Corpora, concordances, search engines
A corpus (plural corpora) is a collection of textual data gathered by linguists (or other language researchers) for the purpose of study. Such a corpus is usually formed from text that belongs to a particular category or field of research (e.g., a corpus of Shakespeare’s plays), or formed from a representative sample of an otherwise impossible-to-capture language group or language practice (e.g., a corpus of American English). Digital corpora are often indexed in ways that support interfaces for easier research, such as the ability to search the corpus for particular words and to see those words in their original context (called a “concordance,” see below).

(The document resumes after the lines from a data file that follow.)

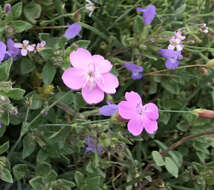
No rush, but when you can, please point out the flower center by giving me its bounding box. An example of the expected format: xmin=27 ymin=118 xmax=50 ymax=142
xmin=136 ymin=103 xmax=143 ymax=115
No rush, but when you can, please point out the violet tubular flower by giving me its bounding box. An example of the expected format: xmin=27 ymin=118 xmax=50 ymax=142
xmin=14 ymin=40 xmax=35 ymax=56
xmin=118 ymin=91 xmax=159 ymax=136
xmin=65 ymin=22 xmax=82 ymax=40
xmin=158 ymin=49 xmax=183 ymax=69
xmin=136 ymin=5 xmax=157 ymax=25
xmin=4 ymin=3 xmax=11 ymax=14
xmin=0 ymin=42 xmax=6 ymax=63
xmin=99 ymin=101 xmax=118 ymax=116
xmin=123 ymin=62 xmax=143 ymax=80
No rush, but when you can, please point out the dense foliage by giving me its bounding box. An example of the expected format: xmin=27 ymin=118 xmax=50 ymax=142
xmin=0 ymin=0 xmax=214 ymax=190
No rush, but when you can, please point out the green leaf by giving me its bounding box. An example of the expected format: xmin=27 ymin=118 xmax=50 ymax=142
xmin=24 ymin=1 xmax=42 ymax=24
xmin=22 ymin=134 xmax=36 ymax=159
xmin=13 ymin=164 xmax=29 ymax=180
xmin=0 ymin=141 xmax=9 ymax=154
xmin=11 ymin=20 xmax=33 ymax=33
xmin=42 ymin=64 xmax=56 ymax=85
xmin=74 ymin=40 xmax=91 ymax=49
xmin=0 ymin=59 xmax=13 ymax=81
xmin=6 ymin=88 xmax=25 ymax=100
xmin=165 ymin=157 xmax=178 ymax=177
xmin=30 ymin=92 xmax=42 ymax=110
xmin=152 ymin=151 xmax=164 ymax=166
xmin=20 ymin=57 xmax=35 ymax=74
xmin=74 ymin=171 xmax=85 ymax=187
xmin=29 ymin=176 xmax=43 ymax=190
xmin=9 ymin=2 xmax=22 ymax=19
xmin=0 ymin=168 xmax=13 ymax=183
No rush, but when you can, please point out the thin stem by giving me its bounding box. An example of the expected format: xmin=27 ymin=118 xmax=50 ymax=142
xmin=142 ymin=130 xmax=214 ymax=188
xmin=144 ymin=65 xmax=207 ymax=76
xmin=159 ymin=110 xmax=192 ymax=113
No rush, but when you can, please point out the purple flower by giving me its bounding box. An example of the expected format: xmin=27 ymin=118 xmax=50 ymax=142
xmin=85 ymin=136 xmax=102 ymax=154
xmin=174 ymin=30 xmax=186 ymax=40
xmin=158 ymin=49 xmax=183 ymax=69
xmin=168 ymin=36 xmax=184 ymax=51
xmin=4 ymin=3 xmax=11 ymax=14
xmin=136 ymin=5 xmax=157 ymax=25
xmin=0 ymin=42 xmax=6 ymax=63
xmin=65 ymin=22 xmax=82 ymax=40
xmin=99 ymin=101 xmax=118 ymax=116
xmin=36 ymin=41 xmax=46 ymax=52
xmin=123 ymin=62 xmax=143 ymax=80
xmin=14 ymin=40 xmax=35 ymax=56
xmin=4 ymin=38 xmax=21 ymax=61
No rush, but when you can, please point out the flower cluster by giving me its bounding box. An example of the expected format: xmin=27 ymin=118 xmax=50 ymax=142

“Search engines” that you find in products like Facebook, Twitter and Google are, in fact, just interfaces to really big corpora. The corpus that backs Twitter Search is all of the tweets on Twitter; the corpus that backs Google Search is Google’s private copy of every (or nearly every) page on the web.
Corpora poetry
You can make your own corpus fairly easily, simply by collecting plain text that is of interest to you. For example, you could make a corpus of 19th century American poetry by visiting Project Gutenberg, searching for works in the category of “poetry” that have American authors and were written in the time period in question, then cut-and-pasting the content of each file into one big text file. (The exact technical details of how to do this vary from one tool to another, of course. But the idea is the same: gather a lot of text in one place.)
The simple act of making a decision about which texts should be brought together, and then gathering those texts, is itself a poetic act. Beyond this, common methods used in corpus analysis themselves often produce poetic output. The concordance, for example, shows the same word or phrase in all of the contexts it appears in; the resulting textual artifact has repetition and rhythm (from the appearances of the phrase) but also variation and surprise:
This is a concordance of the word “eclipse,” showing three words of context, in Astrology by Sepharial.
Corpus analysis with TaPORware
McMaster University makes available on the web a series of great text analysis tools called TAPoRware. Using these tools, you can create word lists, concordances and collocations from plain-text corpuses that you’ve collected.
The concordance
As described above, a concordance is a list of words that occur in a text along with the context the words occur in. Compiling a concordance for non-digital texts is a painstaking task, involving scouring a text for all occurences of a particular word and copying over the relevant context. Making a concordance of a digital text, however, is comparatively straightforward. Using TAPoRware’s Find Text - Concordance to make a concordance of a plain-text file is easy. Here are the steps:
- Collect your corpus in a text file.
- Select “Local text file” in the “Source text” box and click “Choose File” to select your corpus file. (You can also use the URL option to work with a text already on the web)
- Enter the word or pattern (e.g., a series of words) that you want to find in the “Word/Pattern” box.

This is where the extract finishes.